Ideas for a Programming Language Part 3: No Shadow Worlds

by Malte Skarupke

This post is inspired by this text by Gilad Bracha. I recommend that you read it before reading this blog post. The idea of Shadow Worlds is that people keep inventing these constructs that are powerful enough that you want to use them as programming languages, but they are not powerful enough to have the features of high level programming languages that make programming enjoyable.

Before reading that blog post I knew that I wanted a macro system for my language. Looking at my old notes I had written down that a macro system is necessary, and that templates are not enough. However I wanted a type safe macro system from modern languages like Nim or Rust. Gilad Bracha’s blog post made me realize that you actually never want macros because they are just another Shadow World. Instead you want to do everything in your high level language.

My syntax for this is inspired by D and Scala, where every function has two argument lists: One with compile time arguments, and one with runtime arguments. In D it looks like this: foo!(compile_time_args)(run_time_args) and in Scala it looks like this: foo[compile_time_args](run_time_args). I slightly prefer Scalas syntax, even though it does mean that operator[] is not available for map lookups or array indexing. Scala uses operator() for that instead which actually is kinda nice once you get used to it. In this post I will use Scala’s syntax. (I also tried just using the template syntax from C++, but since the template brackets <> are placed before the function declaration instead of where the normal arguments are, everything looks kinda weird)

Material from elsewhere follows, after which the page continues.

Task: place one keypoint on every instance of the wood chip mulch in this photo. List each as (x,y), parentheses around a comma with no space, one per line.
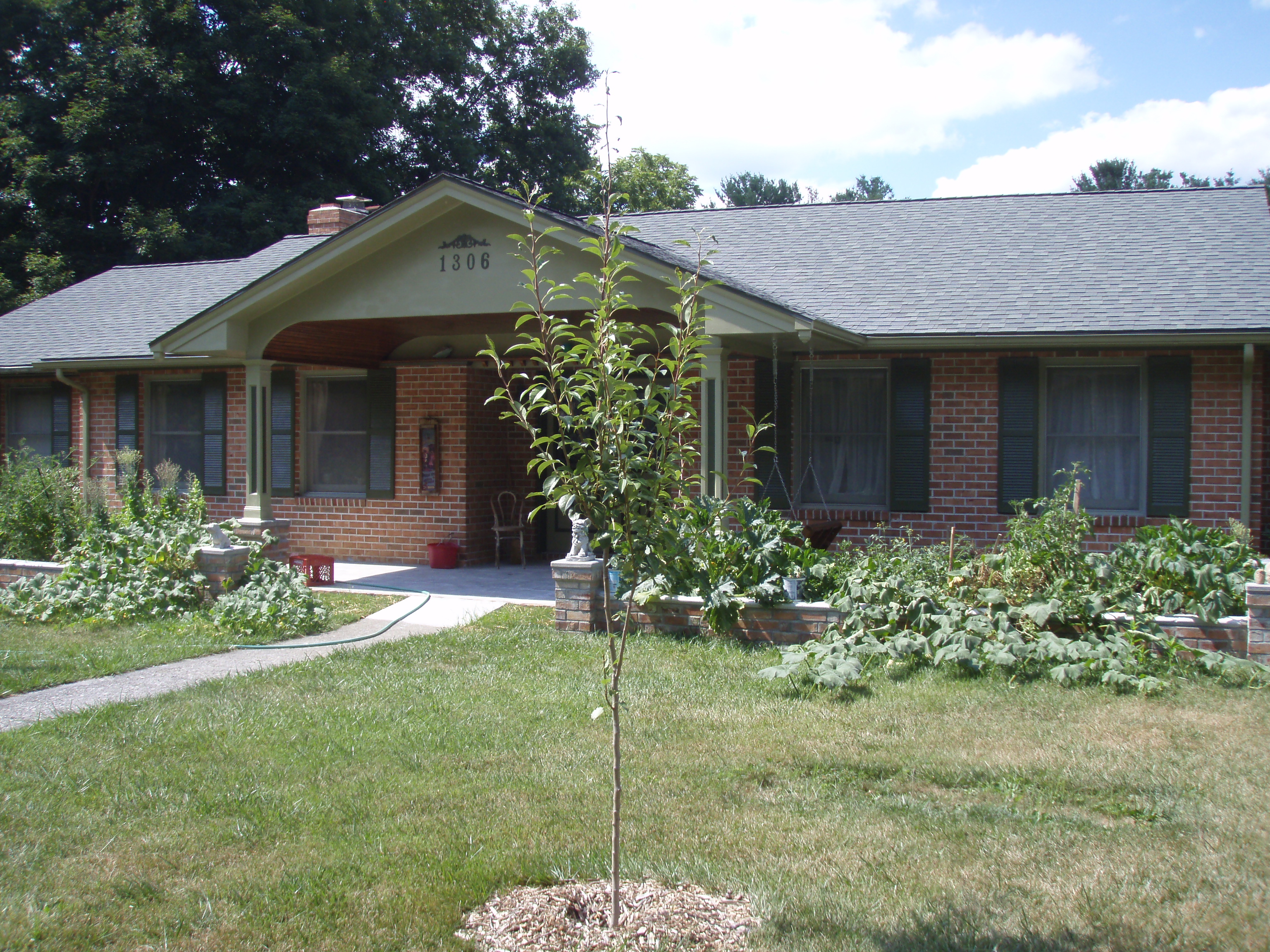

That syntax was invented for templates, and it works great for that in those languages, but I think it should also be used for macros. A macros is simply a function that has no runtime arguments. A common example where you need to use macros is for asserts, because you can’t get the file and line number of your function arguments. But in theory that’s an easy problem:

#define ASSERT(expr) if (!(expr))\
{\
    assert_callback(#expr, __FILE__, __LINE__);\
}\
else\
    static_cast<void>(0)

becomes

void assert[expression[bool] to_check]()
{
    if (!to_check.execute())
    {
        assert_callback(to_check.text, to_check.location.filename, to_check.location.line_number);
    }
}

Which requires no special syntax. Expressions are templatized by the value that they produce, and they just have their textual representation and location as members.

Another common source of macros is when you just want to turn something into a string. Your codebase probably has at least two cases where this is done for types, and at least five cases where this is done for enums. It usually looks something like this:

#define REGISTER_CLASS(type) template<> const char * GetClassName<type> { return #type; }

Where in a non-shadow world language you could just write this:

string GetClassName[type t]()
{
    return t.name;
}

No reason to make it any more complicated than that. Types simply have names and you can get them.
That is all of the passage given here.